Those of you who have been following my blog for a couple of years might remember that I used to complain a lot about my hip and my shoulder. But since I made some big changes that included not sitting on regular chairs, not lifting more than a couple of pounds with my right arm, not pushing the vacuum… my hip and shoulder got better.
“Can you think why that might be,” the Party-Pooper said.
“Why what might be?” I’m very good at dodging things I don’t particularly like.
“Your hip. Why hasn’t it hurt a lot?”
I know exactly why. “No, I’ve no idea. Maybe because I no longer have to commute.”
“And I stopped reading books while walking, too. That might’ve helped.”
Really long silence.
Sigh. “I really want to run a PFT on my birthday. You said exercising was good for me. I’m not running a freaking marathon. Just three miles. And maybe a hike or—”
“How many running miles will you put on your hip and bounce through your shoulder before you are ready to run a Physical Fitness Test for time and speed.”
“I don’t know.” I lied.
“Don’t you have a copy of the plan you sent me? Add them up. I know you can count, Staff Sergeant.”
“Jerk-Squid,” I muttered loud enough for him to hear, while I quietly reexamined the wisdom of having a doctor who is also my friend.
“I’m not trying to poop on your party—”
I burst out laughing. “Did you just say “poop on your party”? That’s glorious. I hope you know I’m blogging about this. And plan to call you Señor Party-Pooper, or Jerk-Squid. No, just The Party-Pooper.”
“Let’s be serious, G. I know you want to run, but these months without running were good for you.”
“Running doesn’t hurt that much,” I sighed, feeling a little sorry for myself—we all have those moments, my Wicked Luvs. “I miss running.”
“Why not dance instead? Dancing and modified calisthenics will keep you in shape and unstressed.”
“My soul wants to run.”
“That’s because your soul will be forever twenty-one, but your hip and shoulder are almost thirty-seven and slowly leaning towards cripplehood.”
“You’ve ruined my spring. I hope you’re happy.”
“Are you crying?” he said.
“Of course not. Witches don’t cry. I just feel passionate about this, and my passions make me emotional, and a bit of energy from the West leaked out of my eyeballs.”
So… I guess that’s no more running for me, my Wicked Luvs.

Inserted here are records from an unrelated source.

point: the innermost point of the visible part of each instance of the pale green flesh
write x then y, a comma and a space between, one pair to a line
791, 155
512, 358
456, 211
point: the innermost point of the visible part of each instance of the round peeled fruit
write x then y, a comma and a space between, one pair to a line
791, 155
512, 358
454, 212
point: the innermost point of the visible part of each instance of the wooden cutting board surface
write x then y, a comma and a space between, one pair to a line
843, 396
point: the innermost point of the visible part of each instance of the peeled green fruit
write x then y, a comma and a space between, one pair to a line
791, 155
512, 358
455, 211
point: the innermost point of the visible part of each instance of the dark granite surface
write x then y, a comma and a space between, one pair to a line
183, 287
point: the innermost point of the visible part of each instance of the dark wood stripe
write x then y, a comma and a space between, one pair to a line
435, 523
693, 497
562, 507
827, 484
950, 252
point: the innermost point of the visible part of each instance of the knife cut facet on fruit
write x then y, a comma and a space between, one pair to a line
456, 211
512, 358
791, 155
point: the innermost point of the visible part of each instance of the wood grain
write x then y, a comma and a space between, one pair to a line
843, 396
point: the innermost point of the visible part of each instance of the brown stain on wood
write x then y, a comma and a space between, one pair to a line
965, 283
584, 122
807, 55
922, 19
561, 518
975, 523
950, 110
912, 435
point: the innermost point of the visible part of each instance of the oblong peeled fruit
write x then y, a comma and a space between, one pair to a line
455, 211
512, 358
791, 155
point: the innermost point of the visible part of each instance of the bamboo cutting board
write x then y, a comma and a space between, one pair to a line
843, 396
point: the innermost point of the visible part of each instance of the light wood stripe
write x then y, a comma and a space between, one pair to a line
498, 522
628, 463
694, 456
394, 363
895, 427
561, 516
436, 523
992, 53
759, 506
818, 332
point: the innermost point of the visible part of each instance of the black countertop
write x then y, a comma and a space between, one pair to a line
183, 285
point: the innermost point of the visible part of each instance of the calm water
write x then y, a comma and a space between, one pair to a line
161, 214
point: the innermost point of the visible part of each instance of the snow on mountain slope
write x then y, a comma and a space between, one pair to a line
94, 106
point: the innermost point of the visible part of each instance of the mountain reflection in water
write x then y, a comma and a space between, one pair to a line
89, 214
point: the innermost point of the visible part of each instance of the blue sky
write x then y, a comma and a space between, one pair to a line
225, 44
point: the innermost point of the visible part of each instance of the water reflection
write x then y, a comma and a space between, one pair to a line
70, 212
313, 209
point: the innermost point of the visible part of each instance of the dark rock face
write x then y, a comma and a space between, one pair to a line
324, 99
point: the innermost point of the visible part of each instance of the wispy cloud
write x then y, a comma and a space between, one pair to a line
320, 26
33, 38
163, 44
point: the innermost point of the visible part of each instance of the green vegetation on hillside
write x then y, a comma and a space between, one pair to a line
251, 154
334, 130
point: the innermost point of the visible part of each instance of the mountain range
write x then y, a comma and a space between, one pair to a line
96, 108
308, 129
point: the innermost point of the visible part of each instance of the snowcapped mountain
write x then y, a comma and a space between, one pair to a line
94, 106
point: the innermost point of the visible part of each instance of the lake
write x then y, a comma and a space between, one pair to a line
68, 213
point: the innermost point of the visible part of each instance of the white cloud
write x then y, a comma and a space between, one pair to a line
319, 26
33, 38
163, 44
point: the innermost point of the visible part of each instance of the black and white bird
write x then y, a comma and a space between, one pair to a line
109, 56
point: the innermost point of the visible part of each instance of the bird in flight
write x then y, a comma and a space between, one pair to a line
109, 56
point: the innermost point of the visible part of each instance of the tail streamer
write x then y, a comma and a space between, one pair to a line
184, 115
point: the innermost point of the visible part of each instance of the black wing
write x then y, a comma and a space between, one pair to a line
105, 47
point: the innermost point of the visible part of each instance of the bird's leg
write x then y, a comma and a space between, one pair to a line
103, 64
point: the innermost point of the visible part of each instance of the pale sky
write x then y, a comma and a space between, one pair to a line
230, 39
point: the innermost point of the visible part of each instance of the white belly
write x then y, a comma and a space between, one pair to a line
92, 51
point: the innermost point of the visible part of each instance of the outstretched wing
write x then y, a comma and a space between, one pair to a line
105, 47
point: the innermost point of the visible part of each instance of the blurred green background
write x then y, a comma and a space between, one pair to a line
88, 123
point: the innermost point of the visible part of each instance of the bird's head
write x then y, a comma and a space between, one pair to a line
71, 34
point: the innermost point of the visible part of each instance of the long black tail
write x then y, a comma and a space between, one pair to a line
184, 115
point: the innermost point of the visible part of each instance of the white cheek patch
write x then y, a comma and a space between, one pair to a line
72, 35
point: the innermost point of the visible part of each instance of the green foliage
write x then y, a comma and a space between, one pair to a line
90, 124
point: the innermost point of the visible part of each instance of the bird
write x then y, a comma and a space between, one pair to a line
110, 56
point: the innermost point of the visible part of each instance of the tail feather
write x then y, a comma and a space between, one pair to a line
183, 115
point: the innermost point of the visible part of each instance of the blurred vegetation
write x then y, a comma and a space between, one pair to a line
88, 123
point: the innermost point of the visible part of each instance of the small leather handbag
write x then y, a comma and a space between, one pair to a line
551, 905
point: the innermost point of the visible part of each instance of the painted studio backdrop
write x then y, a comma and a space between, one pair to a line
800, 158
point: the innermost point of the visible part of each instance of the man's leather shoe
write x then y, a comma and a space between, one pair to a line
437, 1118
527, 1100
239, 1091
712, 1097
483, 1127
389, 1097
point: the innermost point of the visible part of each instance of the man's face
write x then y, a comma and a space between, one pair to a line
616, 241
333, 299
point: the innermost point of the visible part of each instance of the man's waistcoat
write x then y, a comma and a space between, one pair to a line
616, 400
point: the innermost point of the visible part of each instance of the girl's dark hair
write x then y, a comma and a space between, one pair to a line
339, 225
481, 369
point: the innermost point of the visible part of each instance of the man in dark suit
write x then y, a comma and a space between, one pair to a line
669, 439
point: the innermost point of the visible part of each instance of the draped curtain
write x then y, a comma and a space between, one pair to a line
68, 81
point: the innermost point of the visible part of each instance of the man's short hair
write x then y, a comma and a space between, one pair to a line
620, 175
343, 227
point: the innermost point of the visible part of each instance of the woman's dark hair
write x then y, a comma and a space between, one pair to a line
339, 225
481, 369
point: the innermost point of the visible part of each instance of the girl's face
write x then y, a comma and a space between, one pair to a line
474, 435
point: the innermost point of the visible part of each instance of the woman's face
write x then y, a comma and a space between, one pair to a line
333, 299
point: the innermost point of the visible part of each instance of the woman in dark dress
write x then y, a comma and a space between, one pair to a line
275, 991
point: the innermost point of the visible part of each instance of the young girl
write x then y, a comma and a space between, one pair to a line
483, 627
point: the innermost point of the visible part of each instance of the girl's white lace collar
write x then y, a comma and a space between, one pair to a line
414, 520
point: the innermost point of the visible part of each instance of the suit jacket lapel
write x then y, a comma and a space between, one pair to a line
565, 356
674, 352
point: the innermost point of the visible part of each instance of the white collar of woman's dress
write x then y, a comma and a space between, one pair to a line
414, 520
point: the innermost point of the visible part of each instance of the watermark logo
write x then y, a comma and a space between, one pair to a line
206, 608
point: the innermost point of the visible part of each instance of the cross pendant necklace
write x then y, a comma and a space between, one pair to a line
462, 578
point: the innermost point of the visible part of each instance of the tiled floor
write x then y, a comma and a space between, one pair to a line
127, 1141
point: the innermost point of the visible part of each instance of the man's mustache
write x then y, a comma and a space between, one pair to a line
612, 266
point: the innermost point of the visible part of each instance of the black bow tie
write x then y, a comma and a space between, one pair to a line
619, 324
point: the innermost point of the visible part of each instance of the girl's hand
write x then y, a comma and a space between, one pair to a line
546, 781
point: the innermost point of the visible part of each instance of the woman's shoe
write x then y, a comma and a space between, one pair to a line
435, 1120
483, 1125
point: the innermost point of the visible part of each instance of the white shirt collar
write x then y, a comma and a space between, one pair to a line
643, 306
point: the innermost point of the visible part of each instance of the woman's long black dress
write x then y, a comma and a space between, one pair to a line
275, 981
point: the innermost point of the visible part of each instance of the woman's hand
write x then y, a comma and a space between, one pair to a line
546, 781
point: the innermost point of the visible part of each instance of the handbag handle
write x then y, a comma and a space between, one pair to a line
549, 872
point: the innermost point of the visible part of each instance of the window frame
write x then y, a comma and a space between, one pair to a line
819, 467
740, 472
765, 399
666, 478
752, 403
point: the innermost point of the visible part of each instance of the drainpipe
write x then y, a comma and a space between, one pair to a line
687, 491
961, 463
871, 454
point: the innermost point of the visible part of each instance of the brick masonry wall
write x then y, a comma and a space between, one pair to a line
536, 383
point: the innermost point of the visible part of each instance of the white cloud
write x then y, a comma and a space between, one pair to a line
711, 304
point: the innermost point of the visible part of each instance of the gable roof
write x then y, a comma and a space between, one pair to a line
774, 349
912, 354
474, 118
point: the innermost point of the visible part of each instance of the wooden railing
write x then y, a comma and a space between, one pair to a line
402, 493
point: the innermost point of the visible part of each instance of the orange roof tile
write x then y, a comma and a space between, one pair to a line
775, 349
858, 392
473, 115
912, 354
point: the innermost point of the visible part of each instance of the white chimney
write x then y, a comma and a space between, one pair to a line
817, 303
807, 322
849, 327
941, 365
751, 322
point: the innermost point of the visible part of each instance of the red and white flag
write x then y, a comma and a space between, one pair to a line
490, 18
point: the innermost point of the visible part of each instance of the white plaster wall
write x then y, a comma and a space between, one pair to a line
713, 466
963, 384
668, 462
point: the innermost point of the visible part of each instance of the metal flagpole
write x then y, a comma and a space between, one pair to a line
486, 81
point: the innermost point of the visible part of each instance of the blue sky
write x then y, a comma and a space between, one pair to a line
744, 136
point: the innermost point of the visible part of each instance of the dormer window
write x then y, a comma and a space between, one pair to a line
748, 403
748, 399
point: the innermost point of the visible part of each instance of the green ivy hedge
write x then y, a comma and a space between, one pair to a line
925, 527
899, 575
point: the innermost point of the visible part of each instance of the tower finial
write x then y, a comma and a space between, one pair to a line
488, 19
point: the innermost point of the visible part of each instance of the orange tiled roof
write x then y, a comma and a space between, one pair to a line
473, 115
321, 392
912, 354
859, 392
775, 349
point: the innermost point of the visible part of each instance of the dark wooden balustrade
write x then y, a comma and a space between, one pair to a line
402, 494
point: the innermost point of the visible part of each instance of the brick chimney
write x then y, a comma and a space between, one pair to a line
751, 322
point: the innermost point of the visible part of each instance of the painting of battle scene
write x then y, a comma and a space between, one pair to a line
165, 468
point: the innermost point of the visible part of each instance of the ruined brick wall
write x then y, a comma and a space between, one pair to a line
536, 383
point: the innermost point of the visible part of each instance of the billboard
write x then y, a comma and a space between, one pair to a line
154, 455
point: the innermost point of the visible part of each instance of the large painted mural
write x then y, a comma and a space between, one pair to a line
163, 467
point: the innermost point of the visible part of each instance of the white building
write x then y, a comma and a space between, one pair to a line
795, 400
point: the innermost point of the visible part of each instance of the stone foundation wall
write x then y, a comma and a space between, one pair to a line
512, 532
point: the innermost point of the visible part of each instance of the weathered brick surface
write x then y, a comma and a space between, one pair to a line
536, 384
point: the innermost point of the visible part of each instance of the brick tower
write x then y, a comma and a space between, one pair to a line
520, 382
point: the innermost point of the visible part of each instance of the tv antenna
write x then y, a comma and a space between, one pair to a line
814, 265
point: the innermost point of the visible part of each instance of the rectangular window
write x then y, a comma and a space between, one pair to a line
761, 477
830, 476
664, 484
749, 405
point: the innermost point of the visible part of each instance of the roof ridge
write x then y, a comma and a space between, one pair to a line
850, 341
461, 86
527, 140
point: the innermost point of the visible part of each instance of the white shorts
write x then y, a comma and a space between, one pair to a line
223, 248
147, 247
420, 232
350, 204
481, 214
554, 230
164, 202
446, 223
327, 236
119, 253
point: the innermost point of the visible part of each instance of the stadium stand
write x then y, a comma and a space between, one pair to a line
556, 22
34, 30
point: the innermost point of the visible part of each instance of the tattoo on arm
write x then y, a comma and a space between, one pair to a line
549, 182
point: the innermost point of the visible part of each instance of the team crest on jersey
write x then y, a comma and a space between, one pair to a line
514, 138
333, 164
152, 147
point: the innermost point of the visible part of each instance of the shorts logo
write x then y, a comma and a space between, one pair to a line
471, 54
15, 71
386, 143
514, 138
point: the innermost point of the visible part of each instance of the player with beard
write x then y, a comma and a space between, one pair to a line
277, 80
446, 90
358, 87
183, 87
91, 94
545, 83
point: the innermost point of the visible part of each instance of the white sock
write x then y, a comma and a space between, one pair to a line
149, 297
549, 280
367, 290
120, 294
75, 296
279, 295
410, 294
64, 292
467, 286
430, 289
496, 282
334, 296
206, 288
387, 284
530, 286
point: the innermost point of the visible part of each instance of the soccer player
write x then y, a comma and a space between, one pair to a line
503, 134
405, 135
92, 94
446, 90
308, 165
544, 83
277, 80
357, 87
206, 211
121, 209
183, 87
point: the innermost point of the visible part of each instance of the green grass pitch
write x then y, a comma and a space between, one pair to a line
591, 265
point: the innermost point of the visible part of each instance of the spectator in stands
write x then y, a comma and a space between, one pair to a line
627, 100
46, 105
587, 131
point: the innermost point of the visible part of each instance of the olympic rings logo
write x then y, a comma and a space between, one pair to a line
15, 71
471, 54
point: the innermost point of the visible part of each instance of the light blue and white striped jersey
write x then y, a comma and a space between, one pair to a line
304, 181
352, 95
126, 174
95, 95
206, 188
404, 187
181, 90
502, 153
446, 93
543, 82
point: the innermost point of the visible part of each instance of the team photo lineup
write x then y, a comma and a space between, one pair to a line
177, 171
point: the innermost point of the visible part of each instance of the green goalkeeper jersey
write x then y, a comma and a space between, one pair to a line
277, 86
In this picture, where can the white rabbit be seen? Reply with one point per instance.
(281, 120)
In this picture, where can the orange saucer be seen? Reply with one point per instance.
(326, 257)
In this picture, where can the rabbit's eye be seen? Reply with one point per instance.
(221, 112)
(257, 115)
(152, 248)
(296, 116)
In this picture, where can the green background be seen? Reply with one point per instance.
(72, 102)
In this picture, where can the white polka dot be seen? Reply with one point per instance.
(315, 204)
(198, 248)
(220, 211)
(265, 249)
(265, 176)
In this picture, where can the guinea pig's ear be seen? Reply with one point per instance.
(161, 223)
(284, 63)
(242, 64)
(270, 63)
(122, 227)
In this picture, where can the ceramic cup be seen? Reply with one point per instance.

I know it’s a stupid thing, but it still makes me a little sad. I knew I would have to slowdown eventually, but the idea of having to stop completely took me by surprise. I lost swimming for distance seven years ago, bicycling three years after that, and now running…
No biggie. I can delight in walking, modified calisthenics (like wild sex *giggles and cackles*), hula hooping, light hikes, and I can still dance in front of the mirror until my dragon stops looking like it’s trying to escape my favorite pants.